Şaban Ali DÜZGÜNa
aKelam AD, Ankara Üniversitesi İlahiyat Fakültesi, Ankara
Fıtrat terimi Kur’an’da, içten ya da dıştan gelen her türlü ayartmaya karşı insana direnç sağlayan bir yeti olarak sunulmaktadır. Fıtrat kelimesiyle aynı anlama gelen birçok terim kullanılmaktadır: Aristoteles’in dunamis’I de dahil olmak üzere yetenek, kabiliyet, doğurganlık, potansiyel, eğilim bunlardan birkaçıdır. En genel anlamıyla fıtrat ile insanın doğası kastedilmektedir. Metnimizde fıtrat terimi, insanın doğası anlamında kullanılmaktadır. Fıtrat, kişinin şu ya da bu şekilde davranmasını sağlayan özel karakteridir. Fıtrat önce epistemik ikinci olarak da ontik bir koddur. İnsan davranışlarının bozulup bozulmadığını bu kod üzerinden sürekli kontrol etme imkânına sahiptir. Allah’ın insanları hanif olmaya çağrısı, bu fıtratı bozan her türlü ayarmaya ve temel insan doğasından sapmaya karşı bir direniş çağrısıdır. Bu bağlamda fıtrat, insan doğası söz konusu olduğunda kendisinden daha mükemmeli düşünülemeyen temel kod ve özdür. Bütün yaşam kriterlerinin kendisine göre kontrol edileceği ana kriterdir. Fıtrat bağlamında işin özü şudur: Kur’an’ın fıtrat vurgusu, insan yaşamı için norm kaynağı durumunda ne varsa, bunların tamamı insanî normlar olmak durumundadır. İnsanîlik (ismetu’l-âdemiyye), bütün normların üzerindeki en temel normdur ve fıtrat bunun adından başka bir şey değildir.?

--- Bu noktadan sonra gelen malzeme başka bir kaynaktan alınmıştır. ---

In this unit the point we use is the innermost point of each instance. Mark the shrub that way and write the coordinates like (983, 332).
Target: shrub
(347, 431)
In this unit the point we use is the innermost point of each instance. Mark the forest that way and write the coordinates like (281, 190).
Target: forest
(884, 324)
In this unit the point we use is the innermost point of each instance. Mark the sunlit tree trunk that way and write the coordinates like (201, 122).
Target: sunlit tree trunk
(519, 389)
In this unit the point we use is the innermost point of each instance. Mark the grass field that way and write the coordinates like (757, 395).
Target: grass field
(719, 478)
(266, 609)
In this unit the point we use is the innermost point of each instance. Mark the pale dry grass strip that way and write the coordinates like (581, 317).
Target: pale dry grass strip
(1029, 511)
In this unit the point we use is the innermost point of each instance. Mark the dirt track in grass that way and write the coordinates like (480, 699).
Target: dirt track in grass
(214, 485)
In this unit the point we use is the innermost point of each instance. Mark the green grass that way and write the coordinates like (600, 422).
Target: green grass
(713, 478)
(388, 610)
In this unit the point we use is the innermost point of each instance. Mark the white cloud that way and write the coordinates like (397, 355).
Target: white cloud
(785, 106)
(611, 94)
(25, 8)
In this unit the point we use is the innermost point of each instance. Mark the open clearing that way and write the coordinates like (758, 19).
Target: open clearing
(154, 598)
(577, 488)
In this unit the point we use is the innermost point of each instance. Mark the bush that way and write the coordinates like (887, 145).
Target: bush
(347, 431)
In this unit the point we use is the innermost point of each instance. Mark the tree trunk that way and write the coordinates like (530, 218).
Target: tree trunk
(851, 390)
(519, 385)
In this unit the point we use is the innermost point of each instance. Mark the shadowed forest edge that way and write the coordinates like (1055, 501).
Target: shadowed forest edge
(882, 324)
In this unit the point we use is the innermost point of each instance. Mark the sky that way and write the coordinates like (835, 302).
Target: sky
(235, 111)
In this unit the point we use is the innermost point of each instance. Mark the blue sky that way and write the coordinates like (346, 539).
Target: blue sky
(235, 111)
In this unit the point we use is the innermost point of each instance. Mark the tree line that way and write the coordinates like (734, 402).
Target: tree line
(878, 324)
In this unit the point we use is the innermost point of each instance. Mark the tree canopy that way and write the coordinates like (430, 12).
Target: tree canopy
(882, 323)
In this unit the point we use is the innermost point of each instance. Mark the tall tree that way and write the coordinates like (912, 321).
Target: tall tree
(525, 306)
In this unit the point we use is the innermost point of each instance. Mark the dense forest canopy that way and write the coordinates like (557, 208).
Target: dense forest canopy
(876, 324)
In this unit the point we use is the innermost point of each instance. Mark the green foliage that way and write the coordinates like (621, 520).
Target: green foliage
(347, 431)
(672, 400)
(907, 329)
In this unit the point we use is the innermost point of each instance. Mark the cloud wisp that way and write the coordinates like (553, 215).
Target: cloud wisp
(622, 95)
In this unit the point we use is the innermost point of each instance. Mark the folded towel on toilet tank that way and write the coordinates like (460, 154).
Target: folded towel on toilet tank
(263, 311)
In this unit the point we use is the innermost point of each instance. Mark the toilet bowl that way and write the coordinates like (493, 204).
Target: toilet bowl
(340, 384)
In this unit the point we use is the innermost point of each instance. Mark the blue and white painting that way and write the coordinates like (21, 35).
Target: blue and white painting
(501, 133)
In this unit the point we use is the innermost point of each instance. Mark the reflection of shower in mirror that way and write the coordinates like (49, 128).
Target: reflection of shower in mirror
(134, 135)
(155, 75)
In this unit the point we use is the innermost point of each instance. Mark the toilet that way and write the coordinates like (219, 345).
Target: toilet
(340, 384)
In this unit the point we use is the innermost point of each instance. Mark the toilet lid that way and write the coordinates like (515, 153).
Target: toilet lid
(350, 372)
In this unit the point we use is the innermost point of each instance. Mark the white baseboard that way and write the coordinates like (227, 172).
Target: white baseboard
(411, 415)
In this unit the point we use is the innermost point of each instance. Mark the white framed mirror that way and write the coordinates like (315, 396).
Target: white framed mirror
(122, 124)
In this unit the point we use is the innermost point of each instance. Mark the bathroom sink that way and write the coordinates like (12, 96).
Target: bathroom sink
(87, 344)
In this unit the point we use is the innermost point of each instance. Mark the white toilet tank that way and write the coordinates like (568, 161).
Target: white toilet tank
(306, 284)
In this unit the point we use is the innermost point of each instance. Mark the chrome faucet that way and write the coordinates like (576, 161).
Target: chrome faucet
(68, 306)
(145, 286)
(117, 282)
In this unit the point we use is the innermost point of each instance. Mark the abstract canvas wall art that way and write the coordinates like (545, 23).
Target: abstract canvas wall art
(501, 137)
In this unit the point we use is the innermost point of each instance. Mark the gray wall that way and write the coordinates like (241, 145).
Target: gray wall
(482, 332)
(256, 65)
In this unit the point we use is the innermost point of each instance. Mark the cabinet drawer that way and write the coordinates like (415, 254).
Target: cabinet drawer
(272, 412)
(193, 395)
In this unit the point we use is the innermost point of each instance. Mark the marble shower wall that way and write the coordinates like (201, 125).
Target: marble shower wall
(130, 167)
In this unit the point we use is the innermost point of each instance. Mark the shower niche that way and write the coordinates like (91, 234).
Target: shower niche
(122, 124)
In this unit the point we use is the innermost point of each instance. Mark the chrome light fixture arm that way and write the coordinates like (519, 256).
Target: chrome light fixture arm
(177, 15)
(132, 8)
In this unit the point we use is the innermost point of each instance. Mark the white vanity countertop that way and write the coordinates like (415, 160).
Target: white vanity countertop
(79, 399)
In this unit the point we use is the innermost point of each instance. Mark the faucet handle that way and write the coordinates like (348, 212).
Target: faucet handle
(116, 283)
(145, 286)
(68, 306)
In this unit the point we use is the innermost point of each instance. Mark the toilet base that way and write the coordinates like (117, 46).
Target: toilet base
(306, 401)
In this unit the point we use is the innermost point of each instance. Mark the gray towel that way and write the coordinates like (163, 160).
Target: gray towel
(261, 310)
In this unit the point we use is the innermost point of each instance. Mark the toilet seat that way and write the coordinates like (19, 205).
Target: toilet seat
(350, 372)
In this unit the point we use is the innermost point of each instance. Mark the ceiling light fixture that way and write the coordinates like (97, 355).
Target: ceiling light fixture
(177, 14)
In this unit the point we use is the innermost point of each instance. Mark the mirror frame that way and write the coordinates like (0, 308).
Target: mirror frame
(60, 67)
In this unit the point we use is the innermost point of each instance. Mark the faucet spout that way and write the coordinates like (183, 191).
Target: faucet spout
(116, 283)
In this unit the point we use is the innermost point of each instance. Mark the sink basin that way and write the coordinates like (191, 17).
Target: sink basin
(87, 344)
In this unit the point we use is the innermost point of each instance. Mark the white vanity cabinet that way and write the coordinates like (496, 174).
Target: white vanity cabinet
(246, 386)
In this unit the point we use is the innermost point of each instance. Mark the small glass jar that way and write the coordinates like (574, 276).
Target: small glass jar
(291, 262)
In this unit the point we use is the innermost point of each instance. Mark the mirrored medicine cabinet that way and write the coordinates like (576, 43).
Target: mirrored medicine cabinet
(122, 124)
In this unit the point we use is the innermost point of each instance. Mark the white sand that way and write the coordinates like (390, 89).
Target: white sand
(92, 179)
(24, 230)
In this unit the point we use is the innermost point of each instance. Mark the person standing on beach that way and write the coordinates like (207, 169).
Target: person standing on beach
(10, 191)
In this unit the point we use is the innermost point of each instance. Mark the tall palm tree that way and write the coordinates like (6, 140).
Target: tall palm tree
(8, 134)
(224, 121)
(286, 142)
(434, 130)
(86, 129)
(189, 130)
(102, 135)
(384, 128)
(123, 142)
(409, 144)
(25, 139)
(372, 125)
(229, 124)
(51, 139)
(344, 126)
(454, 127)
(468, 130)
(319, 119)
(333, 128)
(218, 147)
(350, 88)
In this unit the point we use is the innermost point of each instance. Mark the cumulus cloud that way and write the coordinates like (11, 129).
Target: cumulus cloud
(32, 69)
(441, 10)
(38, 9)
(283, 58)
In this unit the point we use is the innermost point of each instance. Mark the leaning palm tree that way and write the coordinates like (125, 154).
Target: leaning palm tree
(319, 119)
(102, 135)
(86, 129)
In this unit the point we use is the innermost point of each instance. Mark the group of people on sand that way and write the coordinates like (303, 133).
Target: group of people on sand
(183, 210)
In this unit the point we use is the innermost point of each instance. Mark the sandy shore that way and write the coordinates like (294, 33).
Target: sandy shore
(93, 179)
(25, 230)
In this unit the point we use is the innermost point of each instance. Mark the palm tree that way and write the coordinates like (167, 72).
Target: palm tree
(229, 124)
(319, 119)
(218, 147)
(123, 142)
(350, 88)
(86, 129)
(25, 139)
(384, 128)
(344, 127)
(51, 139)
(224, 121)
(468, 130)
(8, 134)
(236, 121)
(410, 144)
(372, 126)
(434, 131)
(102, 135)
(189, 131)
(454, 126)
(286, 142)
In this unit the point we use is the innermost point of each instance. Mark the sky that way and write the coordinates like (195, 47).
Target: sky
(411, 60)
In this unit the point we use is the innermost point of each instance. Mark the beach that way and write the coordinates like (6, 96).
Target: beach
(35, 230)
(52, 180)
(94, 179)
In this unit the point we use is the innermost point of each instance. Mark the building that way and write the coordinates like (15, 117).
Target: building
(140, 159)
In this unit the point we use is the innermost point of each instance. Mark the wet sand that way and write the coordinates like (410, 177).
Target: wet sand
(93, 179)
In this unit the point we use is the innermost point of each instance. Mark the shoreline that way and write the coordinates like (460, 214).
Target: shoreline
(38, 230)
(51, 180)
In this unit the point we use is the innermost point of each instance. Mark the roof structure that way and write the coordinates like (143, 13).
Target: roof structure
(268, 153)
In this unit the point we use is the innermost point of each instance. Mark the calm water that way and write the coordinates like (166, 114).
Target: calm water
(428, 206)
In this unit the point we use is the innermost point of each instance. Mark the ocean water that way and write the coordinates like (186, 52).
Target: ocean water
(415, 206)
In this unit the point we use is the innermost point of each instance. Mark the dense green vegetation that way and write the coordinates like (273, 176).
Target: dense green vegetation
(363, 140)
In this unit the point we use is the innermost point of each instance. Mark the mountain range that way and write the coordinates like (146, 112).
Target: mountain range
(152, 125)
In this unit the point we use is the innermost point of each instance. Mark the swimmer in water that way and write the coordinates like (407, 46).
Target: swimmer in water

The term fitra or human disposition in the Qur’an is a resistance point in human kind against every sort of internal and external enticement. Many terms have been used to replace it: ‘dunamis’ (Aristotle's term), ‘ability’,‘ potency’, ‘capability’, ‘tendency’, ‘potentiality’, ‘proclivity’, ‘capacity’, and so forth. In a very general sense, they mean disposition, or otherwise something close by. To avoid confusion, however, we will stick to the term fitra to mean ‘disposition’ and ‘human nature’. Fıtra is a particular type of character which makes someone likely to behave or react in a certain way. It is first an existential and then an epistemic code according to which one can inspect whether his life settings are deteriorated. God’s invitation to become hanîf is but an invitation to resist all deviations and deadweights inflicted on human fitra. In this context fitra is maximally great—so perfect and splendid that nothing greater is conceivable than it. It is the criterion according to which other criteria of life should be evaluated and checked. The sum and the substance of the matter is that Qur’an’s emphasis on the fitra is not but a call to create humane norms that help us to understand and interpret all other sources that create norms for human life.